Saturday 28 August 2010

CLIENTES DA BANCA ADIAM AMORTIZAÇÃO DOS EMPRÉSTIMOS

Crédito à habitação

Em Julho, o valor da amortização começou a cair e a tranche dos juros a aumentar

As pessoas continuam a ir ao banco para comprar casa. Os clientes dos bancos estão a revelar sinais de menor capacidade para amortizar o empréstimo da casa mas, ao mesmo tempo, estão a canalizar mais dinheiro para pagarem os juros da dívida. O aperto crescente no rendimento disponível e o novo ciclo de subida de taxas, que já é visível, são as principais razões que explicam o fenómeno que está a fazer com que as prestações totais subam, ainda que o capital amortizado a cada mês seja cada vez menor.

Segundo o Instituto Nacional de Estatística, que apresenta dados até Julho último, cada cliente deve em média 60 621 euros ao banco. Todos os meses as pessoas têm de pagar uma prestação que ronda agora os 263 euros: esta parcela inclui a amortização - o dinheiro que o cliente abate ao empréstimo para reduzir os juros e a dependência face ao banco - e os juros - que remuneram o banco pelo dinheiro que emprestou. Este valor (263 euros) é relativamente baixo, pois tem em conta todos os créditos concedidos e os mais antigos têm uma prestação mais baixa pois beneficiaram de mais amortizações ao longo da sua vigência. Se às operações para compra de casa se juntarem os créditos para compra de terrenos ou construção de casas, a prestação média fica em 251 euros, mas também esta já está a subir à conta dos juros.

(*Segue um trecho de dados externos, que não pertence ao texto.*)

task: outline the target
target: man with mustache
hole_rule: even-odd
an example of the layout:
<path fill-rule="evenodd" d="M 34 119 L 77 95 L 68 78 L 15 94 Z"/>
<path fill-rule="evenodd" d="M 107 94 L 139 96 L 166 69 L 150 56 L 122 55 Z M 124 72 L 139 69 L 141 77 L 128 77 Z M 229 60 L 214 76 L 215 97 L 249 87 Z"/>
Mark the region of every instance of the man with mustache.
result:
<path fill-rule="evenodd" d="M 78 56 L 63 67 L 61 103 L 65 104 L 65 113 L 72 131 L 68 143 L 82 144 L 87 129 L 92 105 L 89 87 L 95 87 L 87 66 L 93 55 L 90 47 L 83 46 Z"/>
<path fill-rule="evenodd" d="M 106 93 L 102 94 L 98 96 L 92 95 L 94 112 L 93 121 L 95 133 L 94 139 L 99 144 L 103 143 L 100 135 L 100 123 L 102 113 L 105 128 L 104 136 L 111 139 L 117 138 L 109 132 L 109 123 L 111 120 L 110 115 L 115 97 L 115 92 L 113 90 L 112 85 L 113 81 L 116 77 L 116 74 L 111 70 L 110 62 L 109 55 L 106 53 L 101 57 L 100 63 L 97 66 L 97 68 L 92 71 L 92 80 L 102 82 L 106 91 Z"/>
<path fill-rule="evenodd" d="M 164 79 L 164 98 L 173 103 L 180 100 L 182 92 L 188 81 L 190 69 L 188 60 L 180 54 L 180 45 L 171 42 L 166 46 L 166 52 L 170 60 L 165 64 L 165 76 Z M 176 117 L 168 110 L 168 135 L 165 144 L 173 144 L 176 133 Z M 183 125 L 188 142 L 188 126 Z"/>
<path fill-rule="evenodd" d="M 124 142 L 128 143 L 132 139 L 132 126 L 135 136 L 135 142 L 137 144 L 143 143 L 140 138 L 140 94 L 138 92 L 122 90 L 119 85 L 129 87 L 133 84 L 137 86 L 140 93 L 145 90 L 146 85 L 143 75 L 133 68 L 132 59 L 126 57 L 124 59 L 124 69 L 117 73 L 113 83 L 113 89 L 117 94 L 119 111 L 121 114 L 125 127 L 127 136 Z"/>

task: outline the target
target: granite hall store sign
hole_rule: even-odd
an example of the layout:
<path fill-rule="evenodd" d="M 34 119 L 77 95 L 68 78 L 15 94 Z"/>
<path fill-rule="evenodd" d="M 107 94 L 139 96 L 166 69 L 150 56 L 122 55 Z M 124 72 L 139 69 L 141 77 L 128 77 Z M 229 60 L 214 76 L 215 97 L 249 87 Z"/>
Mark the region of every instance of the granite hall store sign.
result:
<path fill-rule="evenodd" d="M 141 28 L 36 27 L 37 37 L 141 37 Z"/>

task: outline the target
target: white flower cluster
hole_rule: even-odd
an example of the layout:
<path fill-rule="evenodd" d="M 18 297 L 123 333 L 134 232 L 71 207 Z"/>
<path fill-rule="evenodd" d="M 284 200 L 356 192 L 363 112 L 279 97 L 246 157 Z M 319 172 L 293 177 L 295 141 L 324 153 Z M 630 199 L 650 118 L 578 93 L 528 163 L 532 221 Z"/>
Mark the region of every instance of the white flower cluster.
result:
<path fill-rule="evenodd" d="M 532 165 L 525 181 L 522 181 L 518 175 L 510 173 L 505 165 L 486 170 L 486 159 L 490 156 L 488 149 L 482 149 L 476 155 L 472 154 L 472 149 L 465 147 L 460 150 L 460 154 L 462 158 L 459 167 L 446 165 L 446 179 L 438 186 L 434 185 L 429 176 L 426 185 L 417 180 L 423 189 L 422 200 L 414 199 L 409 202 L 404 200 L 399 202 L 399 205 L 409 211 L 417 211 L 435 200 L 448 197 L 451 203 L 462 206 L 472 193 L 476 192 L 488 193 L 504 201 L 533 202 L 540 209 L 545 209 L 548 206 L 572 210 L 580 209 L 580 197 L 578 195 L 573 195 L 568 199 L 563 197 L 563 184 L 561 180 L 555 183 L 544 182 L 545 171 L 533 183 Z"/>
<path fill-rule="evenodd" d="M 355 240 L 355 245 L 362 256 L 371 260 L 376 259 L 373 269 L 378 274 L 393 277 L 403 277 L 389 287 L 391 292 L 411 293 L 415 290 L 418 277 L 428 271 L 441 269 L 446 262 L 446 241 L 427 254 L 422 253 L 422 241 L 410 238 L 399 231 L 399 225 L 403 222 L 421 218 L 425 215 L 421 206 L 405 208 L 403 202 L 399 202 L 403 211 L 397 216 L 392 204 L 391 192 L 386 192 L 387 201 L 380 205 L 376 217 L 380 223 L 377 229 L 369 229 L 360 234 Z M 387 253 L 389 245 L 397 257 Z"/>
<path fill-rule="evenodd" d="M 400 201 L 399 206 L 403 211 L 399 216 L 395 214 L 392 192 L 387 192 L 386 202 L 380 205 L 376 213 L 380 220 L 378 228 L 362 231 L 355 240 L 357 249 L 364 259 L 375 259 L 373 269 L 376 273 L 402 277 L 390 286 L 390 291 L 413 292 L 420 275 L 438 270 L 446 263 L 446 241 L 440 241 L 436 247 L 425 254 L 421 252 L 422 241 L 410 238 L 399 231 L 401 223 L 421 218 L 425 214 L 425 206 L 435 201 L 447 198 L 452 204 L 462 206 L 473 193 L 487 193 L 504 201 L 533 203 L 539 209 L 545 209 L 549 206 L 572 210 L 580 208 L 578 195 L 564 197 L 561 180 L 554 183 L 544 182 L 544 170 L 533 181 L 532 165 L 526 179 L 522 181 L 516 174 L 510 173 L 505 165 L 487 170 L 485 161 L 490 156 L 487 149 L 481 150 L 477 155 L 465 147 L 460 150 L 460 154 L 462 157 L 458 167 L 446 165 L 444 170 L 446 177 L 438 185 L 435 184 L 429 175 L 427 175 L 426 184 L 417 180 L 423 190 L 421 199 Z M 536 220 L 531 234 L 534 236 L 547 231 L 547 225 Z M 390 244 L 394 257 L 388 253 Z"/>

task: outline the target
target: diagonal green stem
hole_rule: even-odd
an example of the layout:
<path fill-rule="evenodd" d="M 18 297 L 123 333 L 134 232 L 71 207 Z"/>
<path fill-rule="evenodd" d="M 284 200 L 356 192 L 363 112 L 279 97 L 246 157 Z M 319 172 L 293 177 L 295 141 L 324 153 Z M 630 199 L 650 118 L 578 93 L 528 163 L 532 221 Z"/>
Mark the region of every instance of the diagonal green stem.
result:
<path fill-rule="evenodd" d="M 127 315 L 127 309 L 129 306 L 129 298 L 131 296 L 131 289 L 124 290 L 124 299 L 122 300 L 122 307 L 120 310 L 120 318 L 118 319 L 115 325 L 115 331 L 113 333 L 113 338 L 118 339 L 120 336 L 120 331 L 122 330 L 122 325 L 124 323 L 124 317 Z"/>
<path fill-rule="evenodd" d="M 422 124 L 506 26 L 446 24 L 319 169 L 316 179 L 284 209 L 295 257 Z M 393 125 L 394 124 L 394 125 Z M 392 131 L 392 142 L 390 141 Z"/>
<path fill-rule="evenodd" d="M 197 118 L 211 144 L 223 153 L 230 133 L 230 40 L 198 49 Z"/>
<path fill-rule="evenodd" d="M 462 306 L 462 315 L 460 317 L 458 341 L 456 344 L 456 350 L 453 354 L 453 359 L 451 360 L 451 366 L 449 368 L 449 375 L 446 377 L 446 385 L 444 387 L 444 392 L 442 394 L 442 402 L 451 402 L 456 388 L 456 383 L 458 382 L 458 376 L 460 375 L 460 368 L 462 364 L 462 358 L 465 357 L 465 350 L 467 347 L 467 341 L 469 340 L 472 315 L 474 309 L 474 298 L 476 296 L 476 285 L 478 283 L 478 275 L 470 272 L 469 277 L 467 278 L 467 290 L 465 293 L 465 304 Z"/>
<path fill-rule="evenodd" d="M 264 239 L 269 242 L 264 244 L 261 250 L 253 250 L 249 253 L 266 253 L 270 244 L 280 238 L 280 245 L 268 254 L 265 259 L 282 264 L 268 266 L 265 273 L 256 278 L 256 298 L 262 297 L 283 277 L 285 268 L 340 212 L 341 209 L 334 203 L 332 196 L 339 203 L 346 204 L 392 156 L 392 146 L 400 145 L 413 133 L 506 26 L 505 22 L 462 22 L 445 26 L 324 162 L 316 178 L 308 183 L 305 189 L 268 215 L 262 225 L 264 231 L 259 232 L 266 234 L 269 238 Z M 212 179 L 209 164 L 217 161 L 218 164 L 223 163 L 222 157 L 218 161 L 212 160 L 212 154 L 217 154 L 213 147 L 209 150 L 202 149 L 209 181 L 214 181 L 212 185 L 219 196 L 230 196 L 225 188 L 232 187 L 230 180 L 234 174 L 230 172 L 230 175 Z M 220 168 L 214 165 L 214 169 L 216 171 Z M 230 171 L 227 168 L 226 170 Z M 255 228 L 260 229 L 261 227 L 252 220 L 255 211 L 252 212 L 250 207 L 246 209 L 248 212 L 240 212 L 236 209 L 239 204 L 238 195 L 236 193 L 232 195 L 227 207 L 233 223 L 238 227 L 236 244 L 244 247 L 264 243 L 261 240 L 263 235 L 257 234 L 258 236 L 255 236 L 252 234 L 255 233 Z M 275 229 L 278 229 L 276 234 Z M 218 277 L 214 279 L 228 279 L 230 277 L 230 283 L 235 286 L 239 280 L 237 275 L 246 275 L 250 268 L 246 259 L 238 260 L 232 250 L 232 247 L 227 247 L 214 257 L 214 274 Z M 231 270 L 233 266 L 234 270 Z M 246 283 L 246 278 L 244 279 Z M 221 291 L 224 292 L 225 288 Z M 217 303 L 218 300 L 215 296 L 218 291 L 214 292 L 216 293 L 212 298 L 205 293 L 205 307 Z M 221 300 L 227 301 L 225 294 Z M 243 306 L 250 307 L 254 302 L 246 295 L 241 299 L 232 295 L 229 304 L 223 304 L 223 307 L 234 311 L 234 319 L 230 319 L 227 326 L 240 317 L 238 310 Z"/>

As prestações totais médias estão a ser puxadas pela importância crescente dos juros, que mais do que compensa a menor capacidade de amortização das famílias. Isto significa por um lado que o efeito da subida das taxas de juro já está a ser passado para os clientes. Por outro, começa a ser notório um aperto cada vez maior no rendimento disponível das famílias, reflexo de um mercado de trabalho com desemprego alto e de medidas de austeridade do governo para combater o défice.

João Cantiga Esteves, professor do ISEG e consultor financeiro, lembra que "a situação do mercado de crédito é hoje muito peculiar". "Apesar das taxas de juro extremamente baixas do BCE, a verdade é que os bancos continuam a não conseguir financiar-se no mercado interbancário como no passado."

"O crédito é de facto um mercado muito mais difícil hoje", observa. "O dinheiro que conseguem está a servir para reestruturar os balanços e só depois para financiar a economia." Por isso, o professor confirma que "já estamos num processo de subida dos juros sem haver subidas por parte do BCE, isto é, os spreads, que no fundo são os prémios de risco, estão a subir e muito". O economista junta ainda que o ambiente de estagnação, o desemprego alto e o endividamento acumulado ao longo de décadas "ajudam bastante à compressão do rendimento disponível, não havendo por isso grande margem para poupar", fazendo "aumentar ainda mais a exposição das pessoas a esta subida dos juros no crédito".

Filipe Garcia, economista da consultora IMF, frisou que a subida dos juros já está acontecer, embora acredite que seja moderada. Ainda assim, o ambiente mais restritivo no crédito, combinado com as medidas de austeridade - subida do IVA, aumento da taxa de retenção na fonte em sede de IRS, mais inflação e salários estabilizados -, "acabam por retirar poder de compra às famílias e ter um impacto maior".

No segmento da compra de habitação, cada devedor conseguiu amortizar 170,9 euros. O valor remanescente (92 euros) diz respeito a juros. Em Julho, o valor da amortização começou a cair e os juros começaram a aumentar. Nos novos contratos a quebra no valor amortizado é ainda maior e a sensibilidade face aos juros também. Nos empréstimos contratados nos últimos 12 meses, a prestação média total está a subir há dois meses (ficou em 294 euros em Julho), sendo que o capital amortizado desceu para 140 euros. A parcela relativa a juros aumentou para 154 euros, o valor mais alto desde Novembro de 2009.

Os bancos estão aproveitar a maior procura na habitação e o facto de continuarem a beneficiar do regime de financiamento vantajoso concedido pelo BCE para reforçarem ganhos. As taxas de juro efectivas dos novos créditos (TAEG) estão a subir desde o início do ano, segundo o Banco de Portugal. A tendência é continuar.